Certes, les régions pourront toujours, si elles le souhaitent, faire appel aux départements, en leur déléguant la compétence des transports scolaires. Ces derniers ne seront donc plus attributaires, mais seulement délégataires. Malheureusement, dans ce bouleversement, on a ignoré la réalité territoriale, en particulier celle des départements, qui ont su patiemment s’assurer des compétences techniques et humaines pour remplir cette mission si importante qui participe à la recherche de l’égalité des territoires, dont vous avez la charge, je crois, monsieur le ministre…
Cette réalité territoriale, tant ignorée, est pourtant éclatante. En trente ans, la plupart des conseils départementaux ont conclu avec des autorités organisatrices de transports infradépartementales, ou AO2, des conventions destinées à leur confier cette mission sur une partie de leur territoire. Aujourd’hui, la plupart des départements ont mis en place un service de transport des élèves à la carte, au plus près des contraintes des familles. Ce service public départemental sur mesure s’apprête malheureusement à être défait.

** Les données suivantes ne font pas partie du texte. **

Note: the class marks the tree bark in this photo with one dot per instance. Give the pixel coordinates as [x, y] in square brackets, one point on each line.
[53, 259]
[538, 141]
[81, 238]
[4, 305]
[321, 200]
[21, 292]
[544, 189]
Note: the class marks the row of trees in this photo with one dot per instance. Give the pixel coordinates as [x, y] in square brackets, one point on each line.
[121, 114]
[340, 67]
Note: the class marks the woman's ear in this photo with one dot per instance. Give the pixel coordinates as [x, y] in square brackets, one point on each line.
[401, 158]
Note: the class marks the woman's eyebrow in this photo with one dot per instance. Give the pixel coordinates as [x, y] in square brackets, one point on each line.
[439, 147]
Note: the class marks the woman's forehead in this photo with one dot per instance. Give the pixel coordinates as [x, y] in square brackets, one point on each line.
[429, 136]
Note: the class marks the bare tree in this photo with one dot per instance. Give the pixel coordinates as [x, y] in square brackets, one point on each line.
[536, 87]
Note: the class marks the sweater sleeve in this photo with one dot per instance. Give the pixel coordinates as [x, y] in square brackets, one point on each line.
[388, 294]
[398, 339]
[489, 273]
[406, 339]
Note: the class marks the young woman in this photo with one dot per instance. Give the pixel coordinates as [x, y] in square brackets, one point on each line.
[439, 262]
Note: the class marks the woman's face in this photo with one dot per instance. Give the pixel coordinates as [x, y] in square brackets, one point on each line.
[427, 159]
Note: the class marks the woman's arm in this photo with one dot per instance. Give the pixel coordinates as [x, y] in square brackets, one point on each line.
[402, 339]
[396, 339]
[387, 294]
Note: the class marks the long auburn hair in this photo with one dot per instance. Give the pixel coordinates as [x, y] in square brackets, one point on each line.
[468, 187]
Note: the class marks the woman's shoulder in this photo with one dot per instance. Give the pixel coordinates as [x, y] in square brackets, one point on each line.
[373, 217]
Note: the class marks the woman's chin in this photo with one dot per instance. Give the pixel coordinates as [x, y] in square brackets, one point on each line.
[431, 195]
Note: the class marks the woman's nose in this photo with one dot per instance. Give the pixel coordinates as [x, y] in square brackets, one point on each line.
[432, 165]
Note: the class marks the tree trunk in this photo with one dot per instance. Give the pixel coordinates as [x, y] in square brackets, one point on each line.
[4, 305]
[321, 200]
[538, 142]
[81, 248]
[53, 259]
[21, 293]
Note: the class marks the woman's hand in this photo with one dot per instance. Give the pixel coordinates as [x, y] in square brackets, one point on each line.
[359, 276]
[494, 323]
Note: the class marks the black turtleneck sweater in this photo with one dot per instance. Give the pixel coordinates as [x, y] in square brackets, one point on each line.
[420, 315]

Je viens d’un département, le Tarn-et-Garonne, où le président du conseil départemental s’inquiète de l’impréparation et du flou présidant à la mise en œuvre de ce transfert. Dans l’expectative et devant les multiples questions restées sans réponse, la région Occitanie a demandé que lui soit accordée une année supplémentaire avant le transfert de compétences, pour y voir « plus clair ». La région s’interroge sur la suite à donner, façon polie de dire qu’elle ne sait pas où elle va. Et pour cause ! Ses treize départements possèdent des organisations différentes de leurs transports scolaires. Implicitement, la région reconnaît le bien-fondé de l’échelon départemental.
Sur les 3 345 A02, acteurs de terrain recensés par l’ANATEEP, l’Association nationale pour les transports éducatifs de l’enseignement public, près des deux tiers sont des communes et EPCI, qui gèrent pour le compte des départements l’organisation des transports scolaires.
Cette proposition de loi a le mérite de réintroduire proximité et souplesse, en facilitant une relation étroite entre acteurs publics locaux et ressources locales pour l’exercice de cette compétence. C’est la condition de l’adaptation efficace à la diversité des situations et aux spécificités des territoires.
De grâce, plutôt que vos propos lénifiants, monsieur le ministre, sur le « grand retour des services publics » ou vos affirmations selon lesquelles les transports figureront parmi les priorités des fameux SRADDET, qui ne sont pas encore constitués, vous feriez mieux de défendre les collectivités, d’écouter l’avis unanime et transpartisan de l’Assemblée des départements de France, qui attend cette proposition de loi et ce genre de correction. Au lieu de quoi, pour justifier votre opposition, vous faites valoir un besoin de lisibilité et une prétendue complexité, alors même que cette complexité, ainsi que l’impossibilité d’organisation qui en découle pour les départements et les régions, provient de transferts de compétences consécutifs à la loi NOTRe que vous défendez. Au moins Marylise Lebranchu avait-elle reconnu – certes, un an plus tard – que le Gouvernement « n’avait pas été bon sur la loi NOTRe ».